Say I have a set $A = \{a,b,c \}$. I want to know how many equivalence relations are there. I know the answer is $5$ from wikipedia, but I am not sure if the technique I am using is right. I want to use a counting approach.
There is only one way to put all the elements in its own subsets, namely, $A \subseteq A$.
There is $\binom{3}{2}$ ways for two elements in one subset and one in another.
Then there is only one way for each element to be in its own subset.
All together we have $1+3+1 = 5$. Is this the correct way of thinking when we use counting to count the partitions for a set?

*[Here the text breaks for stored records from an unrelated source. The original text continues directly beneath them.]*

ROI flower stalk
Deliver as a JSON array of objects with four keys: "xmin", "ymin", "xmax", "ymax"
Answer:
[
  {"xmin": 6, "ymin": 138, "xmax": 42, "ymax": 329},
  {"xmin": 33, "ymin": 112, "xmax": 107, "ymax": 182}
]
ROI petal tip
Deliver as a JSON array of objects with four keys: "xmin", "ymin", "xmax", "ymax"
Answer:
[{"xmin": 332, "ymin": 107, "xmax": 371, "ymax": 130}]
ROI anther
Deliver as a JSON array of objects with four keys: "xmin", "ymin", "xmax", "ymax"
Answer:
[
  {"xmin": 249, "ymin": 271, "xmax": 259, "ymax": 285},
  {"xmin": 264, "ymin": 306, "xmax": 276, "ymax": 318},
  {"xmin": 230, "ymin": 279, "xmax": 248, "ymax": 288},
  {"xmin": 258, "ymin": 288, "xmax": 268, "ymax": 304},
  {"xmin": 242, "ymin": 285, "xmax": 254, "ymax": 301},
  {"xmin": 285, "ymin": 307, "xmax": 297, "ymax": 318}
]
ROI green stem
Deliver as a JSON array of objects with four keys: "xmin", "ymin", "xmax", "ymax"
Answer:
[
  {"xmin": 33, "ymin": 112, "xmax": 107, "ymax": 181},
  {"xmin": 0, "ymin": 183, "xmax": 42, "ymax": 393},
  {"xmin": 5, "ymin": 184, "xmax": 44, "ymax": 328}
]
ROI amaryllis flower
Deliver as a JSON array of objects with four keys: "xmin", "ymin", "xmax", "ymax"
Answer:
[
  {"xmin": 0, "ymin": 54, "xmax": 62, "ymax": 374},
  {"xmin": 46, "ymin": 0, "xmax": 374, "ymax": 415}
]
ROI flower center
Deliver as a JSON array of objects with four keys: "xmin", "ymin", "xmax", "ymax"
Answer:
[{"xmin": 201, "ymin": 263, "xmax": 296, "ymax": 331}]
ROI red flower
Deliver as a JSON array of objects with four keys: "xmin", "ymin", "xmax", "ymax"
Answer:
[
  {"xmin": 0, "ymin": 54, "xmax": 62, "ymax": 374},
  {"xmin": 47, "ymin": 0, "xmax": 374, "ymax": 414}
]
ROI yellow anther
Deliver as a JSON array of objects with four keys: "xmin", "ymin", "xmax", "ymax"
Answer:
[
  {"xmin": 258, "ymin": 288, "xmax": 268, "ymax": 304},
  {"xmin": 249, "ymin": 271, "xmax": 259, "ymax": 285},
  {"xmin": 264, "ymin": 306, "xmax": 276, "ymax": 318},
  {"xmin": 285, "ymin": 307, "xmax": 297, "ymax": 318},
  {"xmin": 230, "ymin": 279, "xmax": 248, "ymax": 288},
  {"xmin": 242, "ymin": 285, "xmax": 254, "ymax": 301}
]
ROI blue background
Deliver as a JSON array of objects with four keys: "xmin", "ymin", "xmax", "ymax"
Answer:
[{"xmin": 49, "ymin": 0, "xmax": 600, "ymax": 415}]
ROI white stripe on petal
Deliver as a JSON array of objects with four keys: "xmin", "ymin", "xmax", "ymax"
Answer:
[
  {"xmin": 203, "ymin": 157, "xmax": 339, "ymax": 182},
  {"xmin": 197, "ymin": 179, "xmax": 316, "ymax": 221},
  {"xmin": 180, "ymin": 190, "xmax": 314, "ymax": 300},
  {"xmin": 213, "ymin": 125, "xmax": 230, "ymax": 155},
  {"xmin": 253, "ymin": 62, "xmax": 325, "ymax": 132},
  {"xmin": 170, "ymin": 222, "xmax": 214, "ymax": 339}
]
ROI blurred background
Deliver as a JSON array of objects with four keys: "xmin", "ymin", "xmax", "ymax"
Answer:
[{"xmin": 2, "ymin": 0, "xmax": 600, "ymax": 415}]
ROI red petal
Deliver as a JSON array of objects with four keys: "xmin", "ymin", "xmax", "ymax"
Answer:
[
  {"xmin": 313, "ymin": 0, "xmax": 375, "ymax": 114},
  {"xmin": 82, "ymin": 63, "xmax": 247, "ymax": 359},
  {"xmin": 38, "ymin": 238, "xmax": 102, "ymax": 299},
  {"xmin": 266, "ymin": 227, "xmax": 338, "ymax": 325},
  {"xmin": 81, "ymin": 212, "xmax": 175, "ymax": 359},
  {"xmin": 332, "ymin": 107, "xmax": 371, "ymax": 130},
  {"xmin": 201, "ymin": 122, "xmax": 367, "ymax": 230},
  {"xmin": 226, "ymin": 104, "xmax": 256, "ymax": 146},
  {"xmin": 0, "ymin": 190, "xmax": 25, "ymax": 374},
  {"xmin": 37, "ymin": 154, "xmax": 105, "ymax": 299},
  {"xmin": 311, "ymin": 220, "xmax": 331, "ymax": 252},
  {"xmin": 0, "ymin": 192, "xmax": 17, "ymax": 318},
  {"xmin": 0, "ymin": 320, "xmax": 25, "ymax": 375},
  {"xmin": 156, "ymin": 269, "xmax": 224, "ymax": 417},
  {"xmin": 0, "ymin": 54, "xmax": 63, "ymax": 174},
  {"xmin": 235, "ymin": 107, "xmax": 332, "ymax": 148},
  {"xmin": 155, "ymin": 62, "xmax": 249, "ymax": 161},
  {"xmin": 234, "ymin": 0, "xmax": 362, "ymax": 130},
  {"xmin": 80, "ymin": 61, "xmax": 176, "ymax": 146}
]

You have $9$ pairs in $A \times A$. You have to include $\Delta_A$ in $R$ to achieve reflexivity. So no choice there. Adding a pair $(x,y)$ to $R$ means you add $(y,x)$ too by symmetry.
Adding a single such "combo pairs" will give an equivalence relation (no real check for transitivity is needed yet; we get two $R$-classes), adding two such wil force the other ones in too. $A \times A$ also is an equivalence relation. We have $3$ relations with $2$ classes, $1$ with three classes ($\Delta_A$) and $1$ with a single class ($A \times A$).
So $5$ relations in total. For such a small set this is doable by hand; larger sets are harder, see Bell numbers.